Dick's Sporting GoodsDick’s Sporting Goods (DKS) quietly popped up as a leading sports goods specialty shop in strip malls throughout America in the last decade, and soon became a multi-billion dollar operation. Beginning on the east coast, the company spread west to compete with The Sports Authority, a specialty retailer that earned millions for one notorious investor: Mitt Romney.

Dick’s has been a volatile stock, which two big drops in the past year: first in December, when a tax-motivated $2 special dividend failed to entice investors to the name for long, and again in March, when bad earnings made the stock fall to $45 from just above $50, only to recover again by the beginning of May.

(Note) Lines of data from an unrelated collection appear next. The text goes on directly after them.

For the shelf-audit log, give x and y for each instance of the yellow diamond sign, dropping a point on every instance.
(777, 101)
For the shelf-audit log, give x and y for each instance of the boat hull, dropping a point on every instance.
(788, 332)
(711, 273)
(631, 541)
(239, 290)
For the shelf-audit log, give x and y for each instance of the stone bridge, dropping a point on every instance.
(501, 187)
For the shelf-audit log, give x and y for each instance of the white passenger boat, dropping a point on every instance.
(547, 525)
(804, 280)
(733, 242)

This is an interesting company because its May earnings, which showed a solid operating margin above 7%, also showed diluted EPS of 45 cents and sales revenue of $1.3 billion. That was slightly over 4% of an increase in revenue from the same quarter in 2012.

Now the important question: is that good or bad? Well, the market wasn’t too impressed, with the stock staying relatively flat around the $52 range shortly after the earnings call, where it remains today. It was definitely much better than in March, when the company issued guidance for 2013 lower than analyst expectations, despite double digit revenue growth for the four quarter. That’s what caused that steep drop in March, even as revenue rose to $1.8 billion and diluted EPS of $1.03.

With the lowered expectations, May could demonstrate a decent enough quarter to keep investors engaged, but now investors are wondering if August’s earnings call will have the same result.

The question really boils down to this: are more people buying stuff in Dick’s shops throughout America, and is the company able to cut its costs to increase earnings? If you want to play this quarter with this name, these are the two questions you want an answer to. And the right answer could make you a lot of money.